Turns out that Microsoft isn’t only concerned with viruses of the electronic variety. Last week, the company announced that machine-learning software developed within its research labs may help design more effective vaccines to fight HIV.
In a collaboration with the University of Washington and Australia’s Royal Perth Hospital, computer scientists at Microsoft Research are adapting software originally designed for computer vision and spam blocking to sift through large genetic data sets in order to identify features that may lead to improved vaccines.
The program the researchers are using, called Epitome, was designed by Microsoft’s Nebojsa Jojic to condense information by identifying areas of “self similarity” in large data sets. This capability was originally created to enable Microsoft’s e-mail software to differentiate spam from legitimate messages. If the researchers can adapt it to HIV research, the software could eventually address the extreme variability of the virus, which has been one of the persistent challenges of AIDS research.
HIV evolves a million times faster than eukaryotes, and there may be billions of different variants within one infected individual as the virus mutates to outpace the immune system of its host, according to Jim Mullins, chair of the department of microbiology at the University of Washington. “From a practical perspective, it hasn’t been possible to immunize with more than one or two or a few versions of the proteins that you’d want to use in your vaccine,” he said.

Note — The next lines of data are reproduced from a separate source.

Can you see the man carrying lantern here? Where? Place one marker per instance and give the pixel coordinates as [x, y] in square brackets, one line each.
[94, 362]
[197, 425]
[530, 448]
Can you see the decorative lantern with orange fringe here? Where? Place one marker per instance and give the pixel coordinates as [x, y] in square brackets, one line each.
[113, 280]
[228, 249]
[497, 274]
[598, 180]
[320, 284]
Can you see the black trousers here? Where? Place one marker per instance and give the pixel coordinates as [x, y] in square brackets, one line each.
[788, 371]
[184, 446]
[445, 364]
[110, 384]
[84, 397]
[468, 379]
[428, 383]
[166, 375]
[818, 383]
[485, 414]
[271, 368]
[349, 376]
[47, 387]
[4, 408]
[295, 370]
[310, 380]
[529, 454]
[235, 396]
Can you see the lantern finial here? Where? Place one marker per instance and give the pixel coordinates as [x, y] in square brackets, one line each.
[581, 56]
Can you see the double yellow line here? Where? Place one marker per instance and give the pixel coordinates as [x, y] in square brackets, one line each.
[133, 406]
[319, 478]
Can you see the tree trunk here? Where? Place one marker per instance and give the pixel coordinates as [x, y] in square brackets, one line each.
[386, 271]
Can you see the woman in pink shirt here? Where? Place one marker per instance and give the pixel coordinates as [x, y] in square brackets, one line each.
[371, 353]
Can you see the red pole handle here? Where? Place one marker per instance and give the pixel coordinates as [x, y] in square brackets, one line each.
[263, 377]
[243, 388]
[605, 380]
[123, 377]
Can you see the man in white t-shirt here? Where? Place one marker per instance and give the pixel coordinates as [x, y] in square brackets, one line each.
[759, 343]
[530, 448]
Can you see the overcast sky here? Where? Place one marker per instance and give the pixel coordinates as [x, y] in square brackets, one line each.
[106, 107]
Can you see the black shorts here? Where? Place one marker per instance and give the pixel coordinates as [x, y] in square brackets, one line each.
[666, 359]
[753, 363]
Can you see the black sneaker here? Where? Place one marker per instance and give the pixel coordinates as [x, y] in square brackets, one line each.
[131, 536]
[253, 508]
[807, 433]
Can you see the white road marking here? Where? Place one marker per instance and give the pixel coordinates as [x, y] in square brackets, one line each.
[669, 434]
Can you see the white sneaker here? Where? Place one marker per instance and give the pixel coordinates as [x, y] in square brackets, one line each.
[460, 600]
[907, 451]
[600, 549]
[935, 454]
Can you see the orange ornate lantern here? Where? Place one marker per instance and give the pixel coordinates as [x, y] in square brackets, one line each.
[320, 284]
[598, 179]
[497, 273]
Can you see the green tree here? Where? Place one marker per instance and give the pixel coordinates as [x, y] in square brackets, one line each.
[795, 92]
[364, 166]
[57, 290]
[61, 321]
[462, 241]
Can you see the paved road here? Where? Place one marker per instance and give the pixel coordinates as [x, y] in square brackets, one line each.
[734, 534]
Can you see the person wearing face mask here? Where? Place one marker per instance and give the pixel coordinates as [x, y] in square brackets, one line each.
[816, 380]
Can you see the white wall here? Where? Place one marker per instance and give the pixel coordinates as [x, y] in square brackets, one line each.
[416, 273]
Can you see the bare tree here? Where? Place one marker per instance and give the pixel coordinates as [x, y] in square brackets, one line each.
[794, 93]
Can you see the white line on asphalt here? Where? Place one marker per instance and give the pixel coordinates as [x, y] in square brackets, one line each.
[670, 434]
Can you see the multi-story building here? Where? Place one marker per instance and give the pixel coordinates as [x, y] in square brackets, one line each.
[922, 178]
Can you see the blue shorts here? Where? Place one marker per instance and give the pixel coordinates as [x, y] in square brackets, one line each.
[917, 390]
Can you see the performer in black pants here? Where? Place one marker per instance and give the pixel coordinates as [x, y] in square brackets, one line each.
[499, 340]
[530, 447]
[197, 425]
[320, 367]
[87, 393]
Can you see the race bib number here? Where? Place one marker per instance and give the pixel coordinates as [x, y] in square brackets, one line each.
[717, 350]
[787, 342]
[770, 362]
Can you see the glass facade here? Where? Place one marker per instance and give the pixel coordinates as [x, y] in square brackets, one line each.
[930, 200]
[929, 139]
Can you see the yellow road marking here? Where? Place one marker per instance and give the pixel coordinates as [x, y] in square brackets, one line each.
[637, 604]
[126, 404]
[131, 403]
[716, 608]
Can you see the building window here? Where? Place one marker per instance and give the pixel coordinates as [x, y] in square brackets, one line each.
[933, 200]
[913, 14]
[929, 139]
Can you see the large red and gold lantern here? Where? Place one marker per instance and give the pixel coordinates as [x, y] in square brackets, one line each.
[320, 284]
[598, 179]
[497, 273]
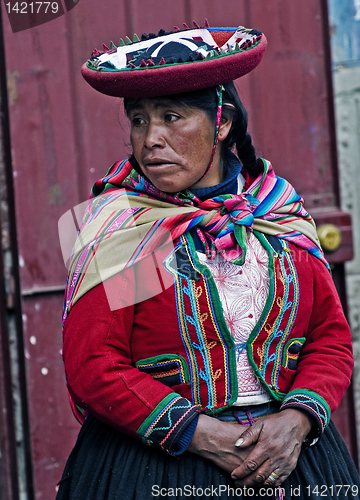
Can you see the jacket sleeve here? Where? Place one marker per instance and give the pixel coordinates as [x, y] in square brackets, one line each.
[325, 363]
[101, 377]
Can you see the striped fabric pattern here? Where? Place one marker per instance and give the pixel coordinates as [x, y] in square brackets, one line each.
[124, 200]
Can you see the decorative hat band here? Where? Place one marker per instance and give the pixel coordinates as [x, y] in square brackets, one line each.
[170, 63]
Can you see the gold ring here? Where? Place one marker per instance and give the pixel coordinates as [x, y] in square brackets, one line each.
[273, 477]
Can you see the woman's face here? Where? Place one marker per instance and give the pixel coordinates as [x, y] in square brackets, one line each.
[173, 144]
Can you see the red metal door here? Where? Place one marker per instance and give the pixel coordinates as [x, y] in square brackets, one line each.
[64, 136]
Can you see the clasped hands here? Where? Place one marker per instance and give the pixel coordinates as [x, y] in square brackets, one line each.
[252, 454]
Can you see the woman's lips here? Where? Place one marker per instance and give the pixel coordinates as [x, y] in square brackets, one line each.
[158, 165]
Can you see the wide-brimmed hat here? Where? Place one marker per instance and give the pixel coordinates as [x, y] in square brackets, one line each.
[174, 62]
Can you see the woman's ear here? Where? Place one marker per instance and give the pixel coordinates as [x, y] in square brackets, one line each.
[224, 129]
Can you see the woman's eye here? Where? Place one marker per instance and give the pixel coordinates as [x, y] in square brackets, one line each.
[170, 117]
[137, 121]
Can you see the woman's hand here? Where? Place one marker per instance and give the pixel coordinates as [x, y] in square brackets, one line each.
[277, 439]
[215, 440]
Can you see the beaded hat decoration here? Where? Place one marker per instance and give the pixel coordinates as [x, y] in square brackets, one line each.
[174, 62]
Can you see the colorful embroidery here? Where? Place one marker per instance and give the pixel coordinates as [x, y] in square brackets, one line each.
[166, 421]
[279, 313]
[291, 353]
[192, 326]
[170, 369]
[310, 401]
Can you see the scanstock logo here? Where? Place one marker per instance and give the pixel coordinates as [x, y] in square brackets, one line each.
[30, 13]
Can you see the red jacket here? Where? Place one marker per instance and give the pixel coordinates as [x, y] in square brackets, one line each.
[149, 349]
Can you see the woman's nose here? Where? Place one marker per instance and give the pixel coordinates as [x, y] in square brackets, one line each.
[154, 136]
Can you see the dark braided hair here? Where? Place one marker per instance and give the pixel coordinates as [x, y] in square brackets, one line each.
[207, 101]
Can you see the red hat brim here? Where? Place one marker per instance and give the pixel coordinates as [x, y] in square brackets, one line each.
[175, 78]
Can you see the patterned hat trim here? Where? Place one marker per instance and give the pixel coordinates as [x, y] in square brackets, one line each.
[170, 49]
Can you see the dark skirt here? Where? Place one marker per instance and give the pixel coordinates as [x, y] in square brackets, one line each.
[108, 465]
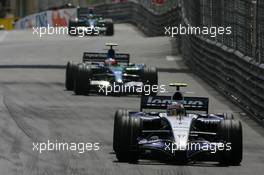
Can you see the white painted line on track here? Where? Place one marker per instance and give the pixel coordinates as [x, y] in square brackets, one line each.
[173, 58]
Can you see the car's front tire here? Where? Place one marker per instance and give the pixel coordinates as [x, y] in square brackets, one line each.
[230, 131]
[82, 80]
[126, 131]
[70, 74]
[150, 77]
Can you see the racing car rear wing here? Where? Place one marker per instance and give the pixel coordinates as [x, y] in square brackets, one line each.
[161, 102]
[101, 57]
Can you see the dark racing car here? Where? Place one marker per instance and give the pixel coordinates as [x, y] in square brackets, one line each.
[87, 23]
[172, 132]
[110, 73]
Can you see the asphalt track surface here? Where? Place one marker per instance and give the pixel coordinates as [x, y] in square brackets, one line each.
[35, 107]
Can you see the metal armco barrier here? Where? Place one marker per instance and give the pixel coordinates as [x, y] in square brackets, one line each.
[231, 65]
[152, 24]
[220, 61]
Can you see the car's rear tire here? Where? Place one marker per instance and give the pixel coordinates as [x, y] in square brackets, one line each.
[230, 131]
[70, 74]
[126, 131]
[82, 80]
[110, 29]
[150, 77]
[228, 116]
[117, 123]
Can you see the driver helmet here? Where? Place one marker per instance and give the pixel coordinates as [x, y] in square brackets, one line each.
[176, 109]
[111, 62]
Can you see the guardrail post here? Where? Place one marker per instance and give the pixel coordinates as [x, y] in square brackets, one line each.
[254, 28]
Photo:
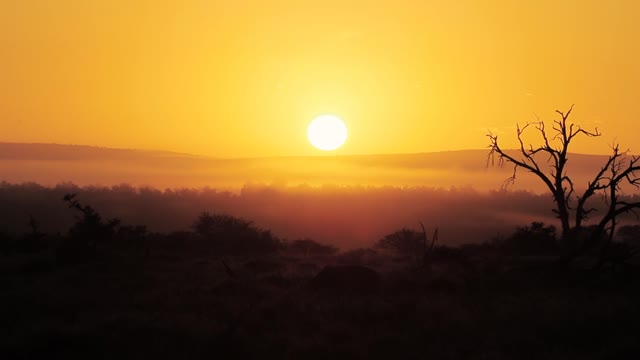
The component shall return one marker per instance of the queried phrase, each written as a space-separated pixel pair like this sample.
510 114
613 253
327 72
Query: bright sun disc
327 132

Mullins said that his team had already used bioinformatics methods to identify the “ancestral” state of HIV proteins, which turned out to be “unusually rich in the immune recognition sites that we thought were necessary for a good vaccine.” However, he said, the “Achilles’ heel” in that approach was that such a vaccine still wouldn’t encompass the genetic diversity of the virus.
Following a fortuitous meeting of Jojic and a postdoc in Mullins’ lab, the two groups put their heads together and decided that Epitome’s ability to do just what it was named for — that is, identify subsets of information that “epitomize” a larger data set — could help tackle the diversity problem in HIV vaccine research.
The Epitome software “really matches the biology of the problem,” Jojic said. “Essentially we just chop up all the strains of the viruses that we have into patches and assemble them back into epitomes.”
Mullins said that this allowed his group to compress the information in the database they were searching against, “and then they add additional information onto that to describe the variations that exist within the database.”
The upshot is a 10-fold speedup in the ability to filter patient data, according to Simon Mallal, executive director of the Royal Perth Hospital’s Center for Clinical Immunology and Biomedical Statistics. Mallal said that his lab has amassed genetic data for 25 AIDS patients, which he described as “the largest set of HIV samples mapped to specific immune types ever collected.”
Furthermore, Mullins said, the researchers are confident that the method will lead to more effective vaccines. “Let’s say you have 100 different genes, and they’re all HIV proteins, but they’re all subtly different from one another. One approach to the vaccine would be to make all 100 of those genes — express those proteins, and immunize somebody with 100 different proteins,” he said. “The Microsoft approach would be to immunize with the one basic structure that is common to all of those, plus little bits of protein that describe the variations. So instead of having 100 genes, you have the equivalent of maybe three or four genes.”
But will it work? “All we know is that to date, nothing has worked,” he said. “But this is the first attempt to deal with this variation problem.”
Several vaccine models developed using the approach are currently undergoing wet-lab validation. Jojic said he expects to complete the first phase of lab testing in around six months, but added that preliminary tests “have verified some of our assumptions.”
As for Microsoft’s future plans in this area, Jojic said that the initial progress of the project has engendered the support of his supervisors. “Really, the main interest for this work has been general machine learning,” and the HIV work was expected to be a “side project” as the team looked to extend its methods into new data types, he said. But “when it turned out that we could make some impact,” Jojic said his group received approval to devote more resources to the task.
Currently, Jojic, his colleague David Heckerman, manager of Microsoft Research’s machine learning and applied statistics group, along with two other Microsoft researchers and two postdocs currently work on the project. Jojic said that the group plans to hire two more postdocs over the summer.
“It’s rewarding to see our techniques being used for such a great purpose,” Jojic said. “I would have never thought that technology for spam filtering might help solve the AIDS problem.”
Information on Epitome is available on Jojic’s website (http://research.microsoft.com/users/jojic/jojic.htm), and he said that the team “will probably in the future think about putting up the software itself.” Any hesitation in making the package available would not be due to IP issues, Jojic pointed out, but rather, would arise from the complexity of creating and supporting a publicly available software program.
“I understand that it’s customary in bioinformatics to make your software available on the web,” Jojic said, but he noted that this is a “different angle” than he’s accustomed to. In the computer vision community, he said, “you just publish the idea in a paper.”